Interview with Adriene Jenek

 

 

Interviewer: So I guess the starting point is what has been your work and what have been the realizations that came out of that work?

Adrienne Jenek: Right. Well there are several different tenets to my work. I have been consistently interested in having a dialogue or engagement with an audience.

So all of my art work has considered the process of feedback. In some ways many of my projects have been dependent upon audience response, actually, in order to exist.

Even while I was doing painting I was thinking about how can I create a setting in which people can have some sense of power in their feedback and how can I create an environment with my paintings. All of my work, even when it was presented as an object, has considered the social space or gathering in some way.

Those initial impulses grew certainly within the whole context of making interactive TV.

Interviewer: Well why don't we just go back far enough to give us a review of your career.

Adrienne Jenek: I began with working with, with Paper Tiger TV, a collective of media makers and political activists, people from the street, teachers, artists, etc. that came together to make a weekly public accessible show. The cable show used TV to critique TV and the structures around TV and particularly, mass media commercial television.

We sought to use both the means of production and distribution to give people a sense that they could have some critical power around this very powerful medium that was being broadcast into their homes. We also sought to give them a sense that they could potentially make media and so insert their own voices into that dialogue, should they disagree with us or have something else that they wanted to say.

Interviewer:
And when did you start your projects with Paper Tiger?

Adrienne Jenek: Well Paper Tiger began in1981 as an open collective and I was inspired by the work and ended up joining as an active producer in1985. And so I worked with the group from 1985 through 1989. At that time they were beginning a project called TV satellite network, which was an attempt to network all these people that were using grass roots public access cable television. They worked with independent producers and use of satellite distribution networks to distribute media projects around the country and give people a sense on a local basis of what was going on in localities all around the nation.

We were trying to use these technologies as ways to have a sense of community. To build a sense of community, rather than treating each project as a final production and that it is the end of its relationship with its subjects or audience. It was about using TV to get people to turnoff the TV and go out onto the streets.

That began my interest. While I was making work with them, I was also doing some other kinds of alternative distribution work with the "What Does She Want" project, which is a home library series of women filmed videotape. So I have thought a lot about distribution. About how these alternative voices get out. Who was the audience for them? How would people access them? How would they engage in them? What role do they have?

And then I continued working as a programmer working with local audiences in Los Angeles. I was making short tapes that would be able to work within local or home distribution situations.

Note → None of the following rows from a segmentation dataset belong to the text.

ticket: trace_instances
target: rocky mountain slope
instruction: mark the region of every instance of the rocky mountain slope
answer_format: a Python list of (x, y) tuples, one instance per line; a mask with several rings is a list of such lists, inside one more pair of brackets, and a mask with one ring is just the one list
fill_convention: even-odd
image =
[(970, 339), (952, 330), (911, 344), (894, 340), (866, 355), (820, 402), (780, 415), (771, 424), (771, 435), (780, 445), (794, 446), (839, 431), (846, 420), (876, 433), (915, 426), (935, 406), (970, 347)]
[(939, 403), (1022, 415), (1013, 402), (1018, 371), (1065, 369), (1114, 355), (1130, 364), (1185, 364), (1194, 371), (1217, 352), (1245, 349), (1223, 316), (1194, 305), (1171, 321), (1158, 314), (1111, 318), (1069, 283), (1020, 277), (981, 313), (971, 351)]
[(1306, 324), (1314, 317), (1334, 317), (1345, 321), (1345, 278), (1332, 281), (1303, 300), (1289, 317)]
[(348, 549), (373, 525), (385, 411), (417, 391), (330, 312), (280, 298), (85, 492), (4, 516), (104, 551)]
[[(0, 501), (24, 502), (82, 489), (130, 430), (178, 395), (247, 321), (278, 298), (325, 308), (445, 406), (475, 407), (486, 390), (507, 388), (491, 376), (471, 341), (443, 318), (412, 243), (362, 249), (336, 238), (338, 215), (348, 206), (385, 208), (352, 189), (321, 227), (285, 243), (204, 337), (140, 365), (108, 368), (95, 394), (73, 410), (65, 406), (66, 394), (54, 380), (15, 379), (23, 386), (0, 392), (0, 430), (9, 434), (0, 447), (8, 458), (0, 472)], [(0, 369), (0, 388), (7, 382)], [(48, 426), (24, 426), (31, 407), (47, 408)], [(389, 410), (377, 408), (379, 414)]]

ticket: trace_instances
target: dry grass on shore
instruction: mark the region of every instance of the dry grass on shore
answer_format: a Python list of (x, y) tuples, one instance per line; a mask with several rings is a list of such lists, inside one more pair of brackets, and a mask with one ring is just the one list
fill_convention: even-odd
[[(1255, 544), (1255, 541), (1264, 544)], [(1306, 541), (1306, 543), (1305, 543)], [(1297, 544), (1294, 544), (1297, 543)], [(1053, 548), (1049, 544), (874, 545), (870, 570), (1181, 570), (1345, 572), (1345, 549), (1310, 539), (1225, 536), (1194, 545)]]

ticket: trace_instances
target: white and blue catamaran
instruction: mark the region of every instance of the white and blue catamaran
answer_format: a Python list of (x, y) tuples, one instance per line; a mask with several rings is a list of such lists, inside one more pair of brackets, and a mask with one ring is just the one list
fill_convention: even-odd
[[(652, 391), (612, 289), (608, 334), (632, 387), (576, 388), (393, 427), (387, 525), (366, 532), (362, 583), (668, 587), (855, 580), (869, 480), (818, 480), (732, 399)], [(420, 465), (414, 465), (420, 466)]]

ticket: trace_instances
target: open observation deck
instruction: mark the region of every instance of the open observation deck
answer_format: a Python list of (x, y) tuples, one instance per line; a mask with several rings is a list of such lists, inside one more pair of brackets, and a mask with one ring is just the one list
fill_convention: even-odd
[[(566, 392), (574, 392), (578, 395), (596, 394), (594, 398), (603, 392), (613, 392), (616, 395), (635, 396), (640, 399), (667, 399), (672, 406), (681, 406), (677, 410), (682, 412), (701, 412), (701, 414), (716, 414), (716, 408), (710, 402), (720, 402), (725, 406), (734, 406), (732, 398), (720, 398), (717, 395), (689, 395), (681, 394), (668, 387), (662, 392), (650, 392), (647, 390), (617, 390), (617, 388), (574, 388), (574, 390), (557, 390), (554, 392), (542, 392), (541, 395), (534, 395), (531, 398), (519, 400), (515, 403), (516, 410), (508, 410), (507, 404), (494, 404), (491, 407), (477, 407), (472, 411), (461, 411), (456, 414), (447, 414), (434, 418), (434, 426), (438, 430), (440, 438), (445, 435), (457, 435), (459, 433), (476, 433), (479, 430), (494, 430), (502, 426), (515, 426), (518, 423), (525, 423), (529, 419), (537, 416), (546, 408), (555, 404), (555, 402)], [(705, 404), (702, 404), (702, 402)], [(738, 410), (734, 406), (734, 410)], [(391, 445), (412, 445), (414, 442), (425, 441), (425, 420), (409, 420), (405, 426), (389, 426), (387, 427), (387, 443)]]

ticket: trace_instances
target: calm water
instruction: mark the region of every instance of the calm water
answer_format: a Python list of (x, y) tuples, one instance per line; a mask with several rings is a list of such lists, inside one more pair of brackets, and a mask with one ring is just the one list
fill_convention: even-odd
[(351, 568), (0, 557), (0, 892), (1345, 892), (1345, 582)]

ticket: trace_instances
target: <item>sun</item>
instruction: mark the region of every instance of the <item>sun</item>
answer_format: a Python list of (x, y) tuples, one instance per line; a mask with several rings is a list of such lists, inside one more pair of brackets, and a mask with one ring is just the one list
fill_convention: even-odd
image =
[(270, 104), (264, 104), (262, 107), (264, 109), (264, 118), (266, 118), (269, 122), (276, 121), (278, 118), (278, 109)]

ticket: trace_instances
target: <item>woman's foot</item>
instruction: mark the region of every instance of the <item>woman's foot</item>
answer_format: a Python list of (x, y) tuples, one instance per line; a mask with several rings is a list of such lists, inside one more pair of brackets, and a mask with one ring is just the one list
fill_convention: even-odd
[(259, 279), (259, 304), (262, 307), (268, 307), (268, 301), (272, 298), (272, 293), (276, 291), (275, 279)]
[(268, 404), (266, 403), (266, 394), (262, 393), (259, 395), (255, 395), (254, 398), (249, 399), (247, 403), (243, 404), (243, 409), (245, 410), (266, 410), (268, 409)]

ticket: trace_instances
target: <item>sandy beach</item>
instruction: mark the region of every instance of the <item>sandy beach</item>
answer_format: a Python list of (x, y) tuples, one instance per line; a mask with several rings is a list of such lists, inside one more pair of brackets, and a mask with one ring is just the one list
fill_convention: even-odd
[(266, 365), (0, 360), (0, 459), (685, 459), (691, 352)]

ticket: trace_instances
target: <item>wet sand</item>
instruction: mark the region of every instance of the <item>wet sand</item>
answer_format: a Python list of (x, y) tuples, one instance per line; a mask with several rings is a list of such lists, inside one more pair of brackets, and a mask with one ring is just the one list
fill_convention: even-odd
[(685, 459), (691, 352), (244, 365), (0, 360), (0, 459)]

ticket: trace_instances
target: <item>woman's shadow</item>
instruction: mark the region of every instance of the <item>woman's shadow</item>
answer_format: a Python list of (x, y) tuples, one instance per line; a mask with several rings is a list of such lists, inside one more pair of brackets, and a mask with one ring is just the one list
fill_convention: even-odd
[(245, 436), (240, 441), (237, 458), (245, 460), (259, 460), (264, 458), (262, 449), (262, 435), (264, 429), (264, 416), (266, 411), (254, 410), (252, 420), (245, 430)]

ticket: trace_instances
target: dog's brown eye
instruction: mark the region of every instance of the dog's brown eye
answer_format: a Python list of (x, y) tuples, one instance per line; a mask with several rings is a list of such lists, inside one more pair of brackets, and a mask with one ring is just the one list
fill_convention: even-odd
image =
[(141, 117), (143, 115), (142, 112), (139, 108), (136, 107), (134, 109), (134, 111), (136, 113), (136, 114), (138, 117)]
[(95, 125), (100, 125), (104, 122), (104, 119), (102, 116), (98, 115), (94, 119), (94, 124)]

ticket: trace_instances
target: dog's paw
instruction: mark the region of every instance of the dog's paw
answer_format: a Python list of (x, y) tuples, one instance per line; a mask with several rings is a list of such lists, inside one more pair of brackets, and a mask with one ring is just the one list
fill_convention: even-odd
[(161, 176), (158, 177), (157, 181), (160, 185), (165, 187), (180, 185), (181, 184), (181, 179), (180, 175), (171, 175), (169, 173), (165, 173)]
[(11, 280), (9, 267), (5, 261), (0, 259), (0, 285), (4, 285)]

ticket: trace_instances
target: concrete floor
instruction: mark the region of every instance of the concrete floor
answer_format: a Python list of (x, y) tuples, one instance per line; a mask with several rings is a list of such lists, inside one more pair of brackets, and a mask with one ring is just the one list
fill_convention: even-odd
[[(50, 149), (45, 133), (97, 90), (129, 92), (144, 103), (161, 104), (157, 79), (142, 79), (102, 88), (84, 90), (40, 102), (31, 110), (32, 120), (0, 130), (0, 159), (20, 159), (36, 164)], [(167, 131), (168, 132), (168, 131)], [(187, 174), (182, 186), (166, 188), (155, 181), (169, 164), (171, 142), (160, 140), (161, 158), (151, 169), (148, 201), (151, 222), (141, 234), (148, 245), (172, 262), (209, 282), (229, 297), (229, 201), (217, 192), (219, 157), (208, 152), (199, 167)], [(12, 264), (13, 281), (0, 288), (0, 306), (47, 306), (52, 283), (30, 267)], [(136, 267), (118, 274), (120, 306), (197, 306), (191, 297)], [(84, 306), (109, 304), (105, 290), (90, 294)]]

I moved into working with "new technologies" because I got wrapped up in a piece of literature, a book called, "Le Desert Mauve," by Nicole Brossard. I ended up adapting the work and producing a CDROM.

The thing that attracted to me in the novel was the author’s experimentation, the scenes within the novel that had a lot to do with translation and a questioning of subjectivity as it relates to translations through culture, through age.

The complexity of those scenes ended up steering me toward this digital medium. I wanted the scenes to get to a place where they would be fully understood. I wanted the scenes to be able to be explored and digested in a way that would be satisfying and fulfilling on the level of what I had experienced as a reader of the novel.

I began developing the project in 1991. Probably in '92, I began to consider what would happen if it moved into the new media realm. This was very early in the evolution of new media tools. At this point, most projects were done in Hypercard or other relatively simplistic authoring tools. I began to think about what the possibilities were and was fortunate enough that the tools and my own thinking kept developing in a parallel line and was able to produce this interactive narrative called Mauve Desert.